D_ S__ by P__ J__ - They say all publicity is good publicity, therefore I'm not going to name this book, merely dismiss it as the worst thing I've ever read. On two positive notes: it was so simplistic that I read all 500 pages in a period not much more than 24 hours, so i guess someone did something right; and if this clunking time-waster can get published I'm pretty sure I can. Now all I have to do is write something.

Frankenstein - about a third of this book was unnecessary description. Yawn.

Quite Ugly One Morning - a re-re-read to try and detox from wordy classics and terrible thrillers. The new Brookmyre is out now.
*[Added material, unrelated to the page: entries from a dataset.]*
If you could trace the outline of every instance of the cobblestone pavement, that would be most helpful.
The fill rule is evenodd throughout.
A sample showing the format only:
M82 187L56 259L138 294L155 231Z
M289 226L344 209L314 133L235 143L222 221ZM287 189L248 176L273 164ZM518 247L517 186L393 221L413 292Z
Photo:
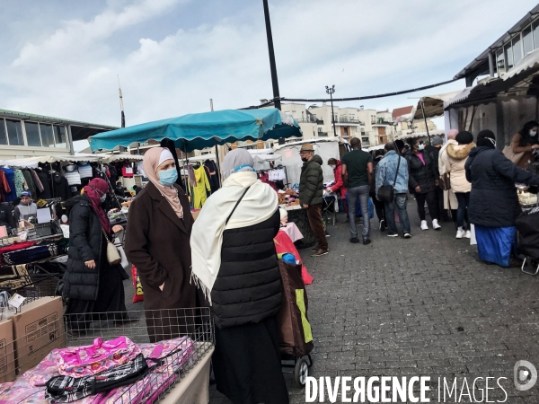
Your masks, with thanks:
M370 245L350 244L340 224L329 227L329 255L301 251L314 277L307 286L311 375L430 376L433 401L438 376L457 377L459 386L465 377L471 392L476 377L483 378L479 388L486 377L506 377L505 402L538 403L537 386L517 391L513 366L524 359L539 367L539 279L479 262L467 239L455 239L453 224L421 232L413 201L408 210L410 240L376 228ZM290 402L305 402L305 391L287 382ZM211 397L211 404L230 403L215 387ZM475 397L482 401L479 390ZM489 401L505 399L499 388L489 391Z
Pan-daemon-ium. I'm pretty excited about reading it, so don't tell me what happens. Okay?

Shantaram - two of my travel companions from this year have rated this as their "bestest ever" book; a third met Linbaba and gave him a bear hug.

City of Thieves - Corker of a read

The Island of Dr Moreau - Not sure what I made of it. Enjoyed it, I guess.

Tropic of Cancer - Oooh, how very risque?


Freakonomics - More accessible than I thought it was going to be.

Moby Dick - See Frankenstein, only more so. There's only so many descriptions of bits of boats and whales you can take before you start harpooning strangers.


Superfreakonomics - See, that's how accessible Freakonomics was...

White Fang - Figured that, as this is a "kids' classic" the story woukld be entirely guessable. It wasn't.